Higher reference levels of organic surface contamination on door handles in public toilets are likely related to more frequent use. A study of public toilets in Kathmandu, Nepal, found a linear correlation between usership estimated through structured observations and bacterial surface contamination62. In our study, site representatives were surveyed on the estimated number of daily toilet users; however, reported estimates may have limited accuracy, especially for sites without toilet attendants. Higher levels of contamination at public toilet sites are consistent with other findings that overall quality is poorer and user satisfaction lower for open-use public versus shared residential toilets or when the latter is shared among more households34,63,64. Given substantial use and population mixing, promoting regular cleaning and disinfection of high-touch surfaces, which are a significant pathway for the transfer of pathogens18,19, is critical for shared toilets, especially public toilets. This may be achieved through cleaning practice improvement interventions that establish cleaning protocols and employ participatory approaches for designing behavior change and organizational strategies that address contextual constraints13,56,62.

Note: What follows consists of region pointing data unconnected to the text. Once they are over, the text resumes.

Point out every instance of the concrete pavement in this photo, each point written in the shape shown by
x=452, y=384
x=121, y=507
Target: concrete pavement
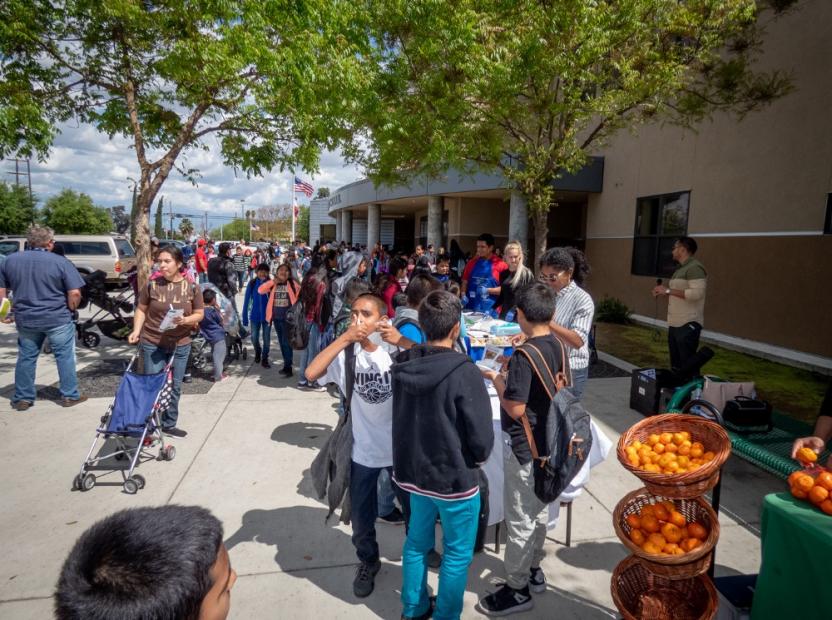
x=251, y=441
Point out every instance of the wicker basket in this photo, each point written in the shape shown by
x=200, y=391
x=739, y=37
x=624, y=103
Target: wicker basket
x=672, y=567
x=640, y=595
x=689, y=484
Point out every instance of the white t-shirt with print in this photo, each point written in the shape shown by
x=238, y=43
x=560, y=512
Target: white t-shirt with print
x=372, y=404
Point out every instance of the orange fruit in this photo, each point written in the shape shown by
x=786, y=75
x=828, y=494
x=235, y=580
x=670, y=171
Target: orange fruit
x=825, y=480
x=697, y=530
x=672, y=533
x=807, y=455
x=805, y=482
x=818, y=495
x=678, y=519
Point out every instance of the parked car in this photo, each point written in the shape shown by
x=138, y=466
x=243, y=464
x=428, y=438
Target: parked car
x=112, y=254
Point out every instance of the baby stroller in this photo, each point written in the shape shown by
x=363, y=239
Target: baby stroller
x=132, y=421
x=109, y=318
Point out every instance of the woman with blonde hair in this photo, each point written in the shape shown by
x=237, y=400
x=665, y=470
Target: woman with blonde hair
x=512, y=279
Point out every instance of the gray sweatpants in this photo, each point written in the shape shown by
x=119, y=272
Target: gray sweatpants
x=526, y=520
x=218, y=351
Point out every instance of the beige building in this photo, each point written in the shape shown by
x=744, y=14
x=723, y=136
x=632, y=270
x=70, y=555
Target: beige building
x=756, y=194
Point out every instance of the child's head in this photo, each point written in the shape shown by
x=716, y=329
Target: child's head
x=419, y=287
x=535, y=305
x=161, y=562
x=439, y=316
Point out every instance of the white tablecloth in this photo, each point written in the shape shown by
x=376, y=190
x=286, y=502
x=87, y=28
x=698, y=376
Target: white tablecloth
x=493, y=467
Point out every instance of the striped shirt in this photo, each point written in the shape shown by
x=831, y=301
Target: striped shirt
x=574, y=310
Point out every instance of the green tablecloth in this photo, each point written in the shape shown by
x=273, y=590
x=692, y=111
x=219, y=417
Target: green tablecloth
x=794, y=580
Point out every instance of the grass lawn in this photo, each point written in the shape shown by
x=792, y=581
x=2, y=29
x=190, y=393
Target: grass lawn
x=795, y=392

This study has several limitations. Toilet sites were selected as a convenience sample, targeting facilities with high use, and therefore may not be representative of shared toilets outside of the neighborhoods where the study took place. The greatest variability in ATP sampling measures is known to occur between individuals taking samples33, and so where possible adjacent paired swabs should be taken from target surfaces. However, in this study, most swabbing was conducted on inner door handles, which did not have enough surface area for two paired 100 cm2 swabs to be taken by different research enumerators. Additionally, door handle swabbing surfaces were not flat, and so approximations of ~100 cm2 may have varied. Given repeated sampling of the same surfaces, post-disinfection reductions may in part reflect study procedures from previous visits; however, all cleaning and disinfection assessment visits were conducted at least 7 days apart to minimize artificial impacts of study procedures. Due to travel restrictions, trainings of research enumerators for the initial assessment were conducted virtually whereas trainings for the cleaning and disinfection assessment were carried out in-person in the field. This may have led to differences in swabbing technique and ATP measurements between the two assessments, as ATP levels were lower in the initial assessment compared to reference levels in the cleaning and disinfection assessment. These differences were consistent across the whole sample and for the subset of toilets in the cleaning and disinfection assessment, and, as visits occurred within the same season, there was no apparent rainy versus dry seasonality.

Findings from this study demonstrate that cleaning and disinfection practices in low-resource shared toilets can be assessed using ATP testing, while also highlighting the need to use effective cleaning and disinfection procedures and robust assessment methods that target surface contamination that is indiscernible by visual assessment. ATP testing may be a useful complement to observational methods for studies that assess cleanliness when testing objectives align with the method’s non-specific target material (i.e., all living and non-living biologic material) and given careful consideration of potential barriers to application (e.g., challenges properly identifying surfaces for testing)22. Further evaluation of ATP testing against standard microbiologic surface testing methods should be undertaken to identify ATP levels that indicate adequate removal of fecal and/or pathogenic contamination to establish standardized cleanliness benchmarks for this setting.